It’s going to be hard to get a good flat-top cut in Orange County. Larry and Jimmy have retired their scissors and clippers.
But their mouths are still running with the banter of two men who have worked together and been friends for decades.
Last week when the governor allowed barbershops closed for the covid pandemic to open, Larry’s Barbershop in Pinehurst did not open. Instead, 81-year-old Larry Monceaux put up a handwritten sign saying they were retiring.
Monceaux has been cutting hair for 58 years. 78-year-old Jimmy Hinyard went with Monceaux to the Beaumont Barber School in 1961, but took some years off from the shop to work at chemical plant. When he retired from the plant, Larry invited him back to the shop where they cut hair and talked.
The two spent two 30 minutes Wednesday on KOGT’s Morning Show with Gary Stelly relating tales of their days at an old-fashioned barbershop where men go to shoot the bull or tell things they don’t share with anyone else.
A man might have heard a four-letter word or two, but the conversations were different when “ladies” were present they said. They have cut generations of heads and Larry had five generations from one family.
The two also cut each others hair. Larry said he always told people he was the better barber because every time Jimmy cut his hair it only got whiter. Both gentlemen could level a flat top like nobody’s business, but they admitted to probably not being the best ever.
They gave that crown to “Gorilla” at the Strand Barbershop years ago in downtown Orange. The two reminisced about Gorilla, having a hard time remembering his real name.
Then it came. “Johnny Powell! He and Buck Rogers worked at the Strand. That was the flat-top emporium,” Jimmy said.
Not every man can rock the flat-top. “Some people had a head for a flat-top. Some people had a head like an elbow,” Larry said.
Jimmy recalled one client saying his flat-top looked off-kilter. “It’s your head,” Jimmy told him. “I can only work with what you’ve got.”
The two have followed the lives of their customers through the years and know their stories. As they chattered on the broadcast, Larry throws out that Jimmy is “the better liar.”
Jimmy’s retort is “Someone says Larry is going to have to get a psychologist because he won’t have anyone to talk to.”

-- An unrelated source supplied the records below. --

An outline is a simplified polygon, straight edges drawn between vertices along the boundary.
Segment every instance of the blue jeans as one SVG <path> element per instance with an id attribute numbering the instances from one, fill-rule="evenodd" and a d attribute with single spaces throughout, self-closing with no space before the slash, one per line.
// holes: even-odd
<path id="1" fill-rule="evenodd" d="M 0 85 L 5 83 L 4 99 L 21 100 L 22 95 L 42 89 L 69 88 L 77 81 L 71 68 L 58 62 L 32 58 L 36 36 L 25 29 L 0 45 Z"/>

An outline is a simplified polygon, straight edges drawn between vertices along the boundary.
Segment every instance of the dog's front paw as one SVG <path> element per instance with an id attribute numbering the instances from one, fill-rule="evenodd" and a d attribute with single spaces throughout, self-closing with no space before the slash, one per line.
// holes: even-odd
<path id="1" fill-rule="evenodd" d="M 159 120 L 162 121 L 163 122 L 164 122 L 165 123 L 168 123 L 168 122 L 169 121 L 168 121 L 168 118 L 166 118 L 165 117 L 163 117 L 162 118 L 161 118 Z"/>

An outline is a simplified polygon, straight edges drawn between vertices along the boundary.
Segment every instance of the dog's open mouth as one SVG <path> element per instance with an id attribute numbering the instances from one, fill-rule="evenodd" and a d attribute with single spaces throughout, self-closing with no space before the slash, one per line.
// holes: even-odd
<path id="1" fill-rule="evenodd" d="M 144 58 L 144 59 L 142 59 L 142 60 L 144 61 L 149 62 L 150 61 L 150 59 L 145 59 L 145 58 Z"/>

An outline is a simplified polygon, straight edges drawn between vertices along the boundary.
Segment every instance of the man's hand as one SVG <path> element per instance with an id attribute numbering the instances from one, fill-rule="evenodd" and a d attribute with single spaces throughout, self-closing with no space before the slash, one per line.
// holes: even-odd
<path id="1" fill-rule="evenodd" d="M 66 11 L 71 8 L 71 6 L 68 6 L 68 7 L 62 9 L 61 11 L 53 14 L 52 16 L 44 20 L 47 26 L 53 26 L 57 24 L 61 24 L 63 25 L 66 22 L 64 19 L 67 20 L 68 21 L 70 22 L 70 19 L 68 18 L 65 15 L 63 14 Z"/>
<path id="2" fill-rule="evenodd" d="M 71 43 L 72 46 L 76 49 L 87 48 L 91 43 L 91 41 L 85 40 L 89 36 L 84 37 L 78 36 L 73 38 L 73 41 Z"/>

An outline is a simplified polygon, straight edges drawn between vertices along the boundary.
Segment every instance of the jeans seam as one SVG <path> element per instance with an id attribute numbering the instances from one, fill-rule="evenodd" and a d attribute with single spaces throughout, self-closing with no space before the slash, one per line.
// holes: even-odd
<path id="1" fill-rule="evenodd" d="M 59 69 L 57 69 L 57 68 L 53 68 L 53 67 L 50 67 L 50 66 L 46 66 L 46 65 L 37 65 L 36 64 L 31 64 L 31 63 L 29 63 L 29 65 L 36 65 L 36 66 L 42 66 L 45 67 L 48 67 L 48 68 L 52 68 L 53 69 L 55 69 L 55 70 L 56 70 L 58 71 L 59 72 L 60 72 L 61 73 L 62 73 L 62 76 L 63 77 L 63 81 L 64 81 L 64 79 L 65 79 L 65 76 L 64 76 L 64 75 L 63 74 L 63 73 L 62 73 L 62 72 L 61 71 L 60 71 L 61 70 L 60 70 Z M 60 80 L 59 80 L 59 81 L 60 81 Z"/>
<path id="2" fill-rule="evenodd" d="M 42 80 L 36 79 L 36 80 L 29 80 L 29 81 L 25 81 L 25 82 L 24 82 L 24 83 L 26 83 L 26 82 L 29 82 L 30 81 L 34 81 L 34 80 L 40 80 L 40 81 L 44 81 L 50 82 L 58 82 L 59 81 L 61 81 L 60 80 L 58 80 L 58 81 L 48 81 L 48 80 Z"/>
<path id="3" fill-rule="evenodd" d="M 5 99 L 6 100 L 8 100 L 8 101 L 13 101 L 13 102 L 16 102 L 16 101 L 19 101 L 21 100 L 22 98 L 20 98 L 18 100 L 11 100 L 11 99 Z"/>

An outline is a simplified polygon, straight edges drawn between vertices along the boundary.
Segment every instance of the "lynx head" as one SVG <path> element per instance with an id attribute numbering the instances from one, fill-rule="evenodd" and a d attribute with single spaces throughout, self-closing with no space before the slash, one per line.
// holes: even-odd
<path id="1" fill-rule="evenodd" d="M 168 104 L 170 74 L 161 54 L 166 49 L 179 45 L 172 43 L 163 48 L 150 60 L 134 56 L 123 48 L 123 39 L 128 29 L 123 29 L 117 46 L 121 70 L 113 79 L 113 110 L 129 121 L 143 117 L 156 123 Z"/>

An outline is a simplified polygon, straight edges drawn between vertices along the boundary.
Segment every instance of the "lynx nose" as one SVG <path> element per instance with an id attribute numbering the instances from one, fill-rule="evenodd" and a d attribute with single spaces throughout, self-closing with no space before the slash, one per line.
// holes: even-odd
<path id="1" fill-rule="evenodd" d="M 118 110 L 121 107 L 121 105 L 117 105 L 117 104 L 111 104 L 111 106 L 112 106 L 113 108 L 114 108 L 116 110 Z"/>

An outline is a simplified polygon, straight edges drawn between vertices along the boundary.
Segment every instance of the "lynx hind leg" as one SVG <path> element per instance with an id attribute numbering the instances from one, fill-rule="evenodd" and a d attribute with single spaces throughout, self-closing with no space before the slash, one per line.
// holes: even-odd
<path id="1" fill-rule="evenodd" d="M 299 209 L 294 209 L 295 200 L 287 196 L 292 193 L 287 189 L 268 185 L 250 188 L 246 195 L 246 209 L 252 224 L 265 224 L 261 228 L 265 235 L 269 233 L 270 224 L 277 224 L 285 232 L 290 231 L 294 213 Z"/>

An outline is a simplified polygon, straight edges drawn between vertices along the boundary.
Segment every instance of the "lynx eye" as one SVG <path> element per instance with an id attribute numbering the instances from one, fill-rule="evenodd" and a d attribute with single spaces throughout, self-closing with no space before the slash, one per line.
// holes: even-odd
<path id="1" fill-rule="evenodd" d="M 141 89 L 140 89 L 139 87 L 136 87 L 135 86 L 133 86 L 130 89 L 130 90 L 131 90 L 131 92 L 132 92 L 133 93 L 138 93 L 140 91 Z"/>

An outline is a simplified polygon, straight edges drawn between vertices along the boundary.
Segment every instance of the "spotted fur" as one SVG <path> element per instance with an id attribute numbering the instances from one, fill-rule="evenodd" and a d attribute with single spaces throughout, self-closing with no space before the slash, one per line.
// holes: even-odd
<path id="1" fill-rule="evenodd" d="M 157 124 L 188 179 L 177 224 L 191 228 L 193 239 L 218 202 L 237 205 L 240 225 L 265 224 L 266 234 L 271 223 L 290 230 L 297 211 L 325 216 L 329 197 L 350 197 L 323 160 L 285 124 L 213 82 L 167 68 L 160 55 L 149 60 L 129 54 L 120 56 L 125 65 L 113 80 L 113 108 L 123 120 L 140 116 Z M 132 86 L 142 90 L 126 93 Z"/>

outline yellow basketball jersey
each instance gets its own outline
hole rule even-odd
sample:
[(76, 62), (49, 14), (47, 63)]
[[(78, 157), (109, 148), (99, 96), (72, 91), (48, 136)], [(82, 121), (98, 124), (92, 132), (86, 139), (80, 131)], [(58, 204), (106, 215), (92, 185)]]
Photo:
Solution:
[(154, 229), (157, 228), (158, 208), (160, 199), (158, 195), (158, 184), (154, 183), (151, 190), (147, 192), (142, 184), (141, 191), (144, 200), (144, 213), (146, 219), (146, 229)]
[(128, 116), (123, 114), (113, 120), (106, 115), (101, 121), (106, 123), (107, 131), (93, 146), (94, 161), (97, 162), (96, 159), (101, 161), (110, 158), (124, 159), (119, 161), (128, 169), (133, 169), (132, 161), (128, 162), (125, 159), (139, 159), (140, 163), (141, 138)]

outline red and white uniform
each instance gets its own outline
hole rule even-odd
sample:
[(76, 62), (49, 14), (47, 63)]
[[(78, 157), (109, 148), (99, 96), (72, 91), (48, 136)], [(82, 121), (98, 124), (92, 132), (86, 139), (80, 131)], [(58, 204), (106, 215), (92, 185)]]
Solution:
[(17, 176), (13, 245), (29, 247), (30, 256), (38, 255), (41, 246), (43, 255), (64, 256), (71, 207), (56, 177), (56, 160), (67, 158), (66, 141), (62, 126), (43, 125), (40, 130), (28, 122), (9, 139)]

They love LSU and admit that sports and politics were the main topics in the shop. Larry is still a staunch Democrat, but Jimmy in recent years switched. Politics is a difficult subject to discuss and they have lost a few customers because of it. And people can get defensive about sports.
“If you came into the barbershop and couldn’t take the heat, you were in the wrong place. That was part of our barbershop,” Larry said.
Stelly related his tale of wearing a red shirt to the barbershop. One time he was there, Larry accidentally nicked his ear. It was a tiny cut, but the flowing blood was hard to stop and went all over his shirt.
The next time he went for a haircut, he wore a red shirt. Jimmy noticed him walking up to the door and teased Larry. From then on, Stelly always wore red.
However, Stelly, who owns and manages KOGT, admitted he had to switch barbers and make an appointment as opposed to walking in because he would find himself at Larry’s for several hours. “I’ve learned more about politics from these two than I ever did in college,” he said.
Stelly also recalled the old-fashioned Coke machine with ice-cold bottled drinks when he was located on Strickland Drive.
Larry said the machine ended up with an electrical problem and his grandson now has it. He didn’t miss it. He didn’t have to clean up spilled Coke or pick up empty bottles. But that didn’t mean he didn’t have to clean up spilled coffee, which was hot all day long.
The two spent years giving babies and toddlers haircuts. However in recent years they quit because they said they were too old to deal with a wrestling boy.
Larry admitted the pandemic affected their decision to retire. He said he had colon cancer and recovered. His doctor though, said if he got sick with covid 19, it would kill him.
“I think it’s time to do something else,” he said after receiving the news. A little worried about breaking the news to Jimmy but instead he responded, “what took you so long?”
Both said they loved their job and the people they met. They thanked their customers with Larry saying, “Thank you for letting me support my family and pay for my children’s education.”
“If God made a better job, he kept it to himself,” he said.